Windows 2000 was certified at Evaluation Assurance Level (EAL) 4, which the Common Criteria Web site defines as "methodically designed, tested and reviewed." The certification is the highest level that can be attested to by a commercial laboratory. The top levels of certification--EAL 5, 6 and 7--must be attested to by government agencies.
While the certifications aren't a guarantee, they are useful, said John Pescatore, research director of Internet security for market researcher Gartner.
"It is the most meaningful test that we have," he said. "This was not a line-by-line review. This was a proof that the security features work and can't be broken."

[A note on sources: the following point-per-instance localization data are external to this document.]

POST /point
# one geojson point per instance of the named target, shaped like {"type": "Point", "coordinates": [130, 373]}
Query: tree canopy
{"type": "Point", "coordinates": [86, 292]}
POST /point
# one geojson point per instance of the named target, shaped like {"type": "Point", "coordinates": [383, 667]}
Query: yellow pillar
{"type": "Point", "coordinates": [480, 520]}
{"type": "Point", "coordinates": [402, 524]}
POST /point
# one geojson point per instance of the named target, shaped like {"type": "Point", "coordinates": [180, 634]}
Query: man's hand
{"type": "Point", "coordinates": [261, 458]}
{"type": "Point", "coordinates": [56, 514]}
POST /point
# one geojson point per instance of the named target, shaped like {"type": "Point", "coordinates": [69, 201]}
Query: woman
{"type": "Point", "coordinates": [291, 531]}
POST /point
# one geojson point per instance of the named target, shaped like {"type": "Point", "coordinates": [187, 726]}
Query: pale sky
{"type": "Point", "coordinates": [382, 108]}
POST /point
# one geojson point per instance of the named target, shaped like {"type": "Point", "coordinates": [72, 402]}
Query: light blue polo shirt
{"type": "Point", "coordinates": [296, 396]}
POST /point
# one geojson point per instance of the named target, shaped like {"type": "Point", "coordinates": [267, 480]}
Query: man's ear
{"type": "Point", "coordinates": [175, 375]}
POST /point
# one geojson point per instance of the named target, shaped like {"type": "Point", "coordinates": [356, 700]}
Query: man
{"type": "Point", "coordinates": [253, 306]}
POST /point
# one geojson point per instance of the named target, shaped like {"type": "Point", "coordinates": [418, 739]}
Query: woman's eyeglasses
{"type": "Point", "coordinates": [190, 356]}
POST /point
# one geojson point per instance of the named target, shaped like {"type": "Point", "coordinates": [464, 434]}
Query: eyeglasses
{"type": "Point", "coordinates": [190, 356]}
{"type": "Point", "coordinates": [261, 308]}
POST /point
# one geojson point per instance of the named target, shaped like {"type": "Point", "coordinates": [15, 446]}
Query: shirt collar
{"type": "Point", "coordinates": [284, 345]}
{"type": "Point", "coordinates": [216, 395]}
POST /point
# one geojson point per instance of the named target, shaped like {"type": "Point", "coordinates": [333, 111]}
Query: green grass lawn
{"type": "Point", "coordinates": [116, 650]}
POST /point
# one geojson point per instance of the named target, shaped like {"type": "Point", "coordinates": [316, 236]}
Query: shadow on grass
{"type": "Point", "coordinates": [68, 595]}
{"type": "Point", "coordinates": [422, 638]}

Microsoft paid the Common Criteria testing lab at Science Applications International Corp (SAIC) to perform the evaluation of Windows 2000.
This is the first time that Microsoft has had a variety of features of the operating system certified. In addition to the basic operating system, several other components were certified by SAIC, including the Active directory service, Windows 2000's virtual private network (VPN) capability, the single sign-on function, its implementation of network security standard Kerberos, and the Windows 2000 encrypted file system.
In 1999, Microsoft received an earlier version of the Common Criteria certification, known as C2, for its Windows NT operating system. However, the networking functions weren't certified, making the award of questionable value, said Gartner's Pescatore.
While the latest rating is a feather in Windows 2000's cap, many operating systems on the market today could meet the Common Criteria, he said.
"Most of the Solarises and not all, but some of versions of Linux could meet this level as well," he said.
In May, Sun Microsystems announced that its security-enhanced version of the Solaris operating system, Trusted Solaris 8, had gained Common Criteria certification. Apple has also announced that it's attempting to have its, and an open-source policy group hopes to act as a central authority to have as well.
Microsoft made the announcement at the Federal Information Assurance Conference (FIAC ) 2002 in College Park, Md.